Nonlinear bending of polymer nanocomposite beams reinforced with non-uniformly distributed graphene platelets (GPLs)

This paper studies the nonlinear bending behavior of a novel class of multi-layer polymer nanocomposite beams reinforced with graphene platelets (GPLs) that are non-uniformly distributed along the thickness direction. Nonlinear governing equation is established based on Timoshenko beam theory and von Kármán nonlinear strain-displacement relationship. The effective Young's modulus of the nanocomposites is determined by modified Halpin-Tsai micromechanics model. Ritz method is employed to reduce the governing differential equation into an algebraic system from which the static bending solutions can be obtained.
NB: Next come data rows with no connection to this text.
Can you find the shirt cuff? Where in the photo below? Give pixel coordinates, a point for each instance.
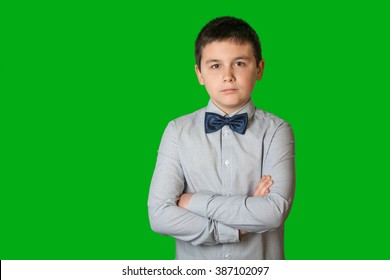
(198, 204)
(227, 234)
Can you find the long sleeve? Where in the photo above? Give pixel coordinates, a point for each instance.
(167, 185)
(257, 214)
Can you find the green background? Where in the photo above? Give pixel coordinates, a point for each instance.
(76, 165)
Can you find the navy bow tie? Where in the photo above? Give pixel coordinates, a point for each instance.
(214, 122)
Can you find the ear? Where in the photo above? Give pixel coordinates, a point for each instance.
(199, 75)
(260, 70)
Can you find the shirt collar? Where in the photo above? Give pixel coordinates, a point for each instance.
(248, 108)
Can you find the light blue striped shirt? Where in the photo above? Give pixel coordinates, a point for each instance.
(222, 169)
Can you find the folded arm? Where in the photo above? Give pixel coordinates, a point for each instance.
(166, 188)
(257, 213)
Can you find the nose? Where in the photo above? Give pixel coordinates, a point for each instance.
(228, 75)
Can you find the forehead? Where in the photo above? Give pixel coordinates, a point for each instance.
(226, 50)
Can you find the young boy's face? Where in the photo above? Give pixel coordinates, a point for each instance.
(229, 73)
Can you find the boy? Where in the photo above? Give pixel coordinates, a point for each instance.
(211, 188)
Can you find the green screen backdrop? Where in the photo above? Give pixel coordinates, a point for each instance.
(76, 165)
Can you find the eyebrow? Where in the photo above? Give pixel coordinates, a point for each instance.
(211, 60)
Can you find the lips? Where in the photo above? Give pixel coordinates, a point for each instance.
(229, 90)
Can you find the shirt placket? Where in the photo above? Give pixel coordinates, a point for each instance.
(227, 169)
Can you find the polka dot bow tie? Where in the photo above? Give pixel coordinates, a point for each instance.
(214, 122)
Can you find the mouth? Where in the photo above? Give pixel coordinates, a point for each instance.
(229, 90)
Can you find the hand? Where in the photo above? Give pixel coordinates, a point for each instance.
(263, 186)
(184, 200)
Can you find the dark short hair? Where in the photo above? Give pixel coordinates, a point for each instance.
(227, 28)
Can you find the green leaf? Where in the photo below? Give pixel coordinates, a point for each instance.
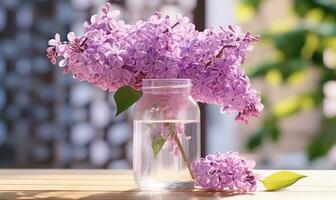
(125, 97)
(281, 179)
(157, 144)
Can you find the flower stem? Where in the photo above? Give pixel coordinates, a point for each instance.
(184, 156)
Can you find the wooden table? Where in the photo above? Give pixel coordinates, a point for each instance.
(119, 185)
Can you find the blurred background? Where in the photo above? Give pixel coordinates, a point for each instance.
(48, 120)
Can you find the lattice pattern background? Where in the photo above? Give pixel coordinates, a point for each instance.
(51, 120)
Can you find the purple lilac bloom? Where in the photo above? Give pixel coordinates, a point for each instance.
(225, 172)
(112, 54)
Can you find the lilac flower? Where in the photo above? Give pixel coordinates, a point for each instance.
(225, 172)
(117, 54)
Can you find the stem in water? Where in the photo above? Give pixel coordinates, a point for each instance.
(184, 156)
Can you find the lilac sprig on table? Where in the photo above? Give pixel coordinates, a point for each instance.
(228, 171)
(112, 54)
(233, 173)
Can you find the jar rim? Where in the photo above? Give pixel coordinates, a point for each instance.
(166, 83)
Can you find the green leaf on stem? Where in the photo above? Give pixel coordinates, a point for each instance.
(125, 97)
(157, 144)
(281, 179)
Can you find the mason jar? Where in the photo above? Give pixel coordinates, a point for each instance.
(166, 135)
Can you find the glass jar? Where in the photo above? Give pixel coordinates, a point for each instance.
(166, 135)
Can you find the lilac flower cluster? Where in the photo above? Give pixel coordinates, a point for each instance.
(112, 54)
(225, 172)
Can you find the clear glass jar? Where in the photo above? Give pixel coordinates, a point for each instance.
(166, 135)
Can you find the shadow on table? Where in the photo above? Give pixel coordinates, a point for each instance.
(126, 195)
(162, 195)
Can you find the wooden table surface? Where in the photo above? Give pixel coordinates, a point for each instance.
(119, 185)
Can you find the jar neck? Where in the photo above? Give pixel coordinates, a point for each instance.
(166, 86)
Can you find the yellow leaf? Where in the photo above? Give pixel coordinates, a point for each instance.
(281, 179)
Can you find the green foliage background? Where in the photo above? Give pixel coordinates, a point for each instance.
(300, 48)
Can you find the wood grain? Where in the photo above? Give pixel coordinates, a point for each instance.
(119, 185)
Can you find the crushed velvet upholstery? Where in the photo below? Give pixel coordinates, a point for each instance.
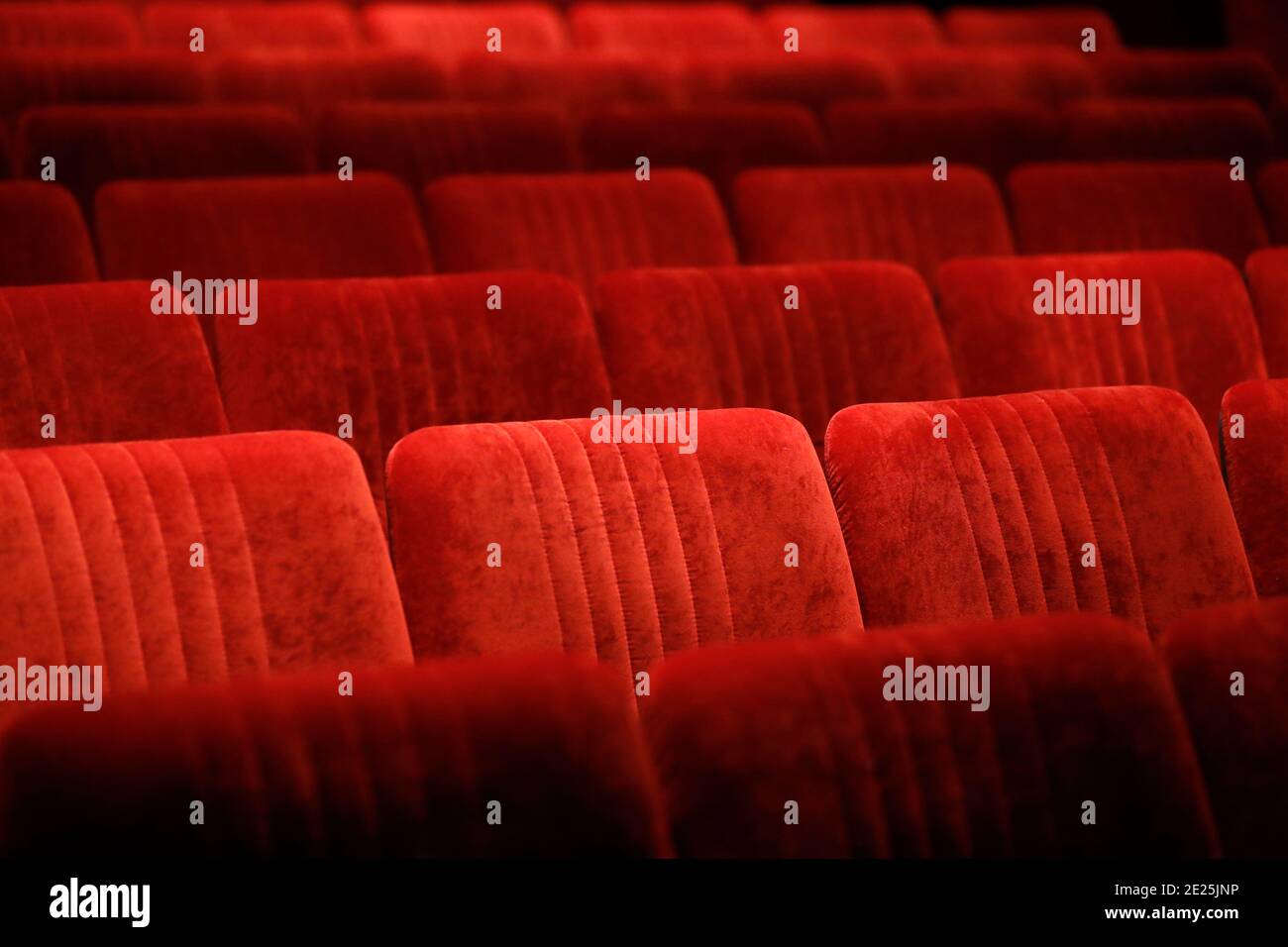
(630, 552)
(1080, 710)
(1239, 740)
(1197, 331)
(992, 519)
(898, 214)
(1133, 205)
(43, 236)
(1256, 474)
(263, 228)
(106, 368)
(721, 338)
(399, 355)
(423, 141)
(404, 767)
(578, 224)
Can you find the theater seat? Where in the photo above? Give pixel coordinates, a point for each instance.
(578, 224)
(1093, 499)
(793, 749)
(1111, 206)
(662, 27)
(992, 136)
(516, 538)
(198, 560)
(261, 228)
(1194, 328)
(93, 145)
(726, 338)
(868, 213)
(65, 26)
(232, 27)
(399, 355)
(1267, 285)
(1254, 450)
(420, 142)
(43, 236)
(1239, 738)
(415, 763)
(103, 365)
(716, 141)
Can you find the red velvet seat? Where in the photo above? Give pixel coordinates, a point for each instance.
(724, 338)
(94, 145)
(716, 141)
(97, 359)
(1056, 26)
(992, 136)
(416, 763)
(840, 29)
(1267, 285)
(261, 228)
(449, 31)
(101, 566)
(1239, 738)
(399, 355)
(1080, 711)
(43, 236)
(872, 213)
(1194, 333)
(1256, 474)
(629, 552)
(240, 26)
(578, 224)
(1091, 499)
(662, 27)
(423, 141)
(1111, 206)
(65, 26)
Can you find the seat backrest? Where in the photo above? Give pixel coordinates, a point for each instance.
(1024, 324)
(263, 228)
(1254, 450)
(625, 549)
(1090, 499)
(580, 226)
(1080, 714)
(805, 341)
(900, 214)
(1116, 206)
A comprehensive parametric study is then conducted, with a particular focus on the influences of distribution pattern, weight fraction, geometry and size of GPLs together with the total number of layers on the linear and nonlinear bending performances of the beams. Numerical results demonstrate the significantly improved bending performance through the addition of a very small amount of GPLs into polymer matrix as reinforcements. It is found that dispersing more GPLs that are in square shape with fewer single graphene layers near the top and bottom surfaces of the beam is the most effective way to reduce bending deflections. Beams with a higher weight fraction of GPLs that are symmetrically distributed in such a way are also less sensitive to the nonlinear deformation.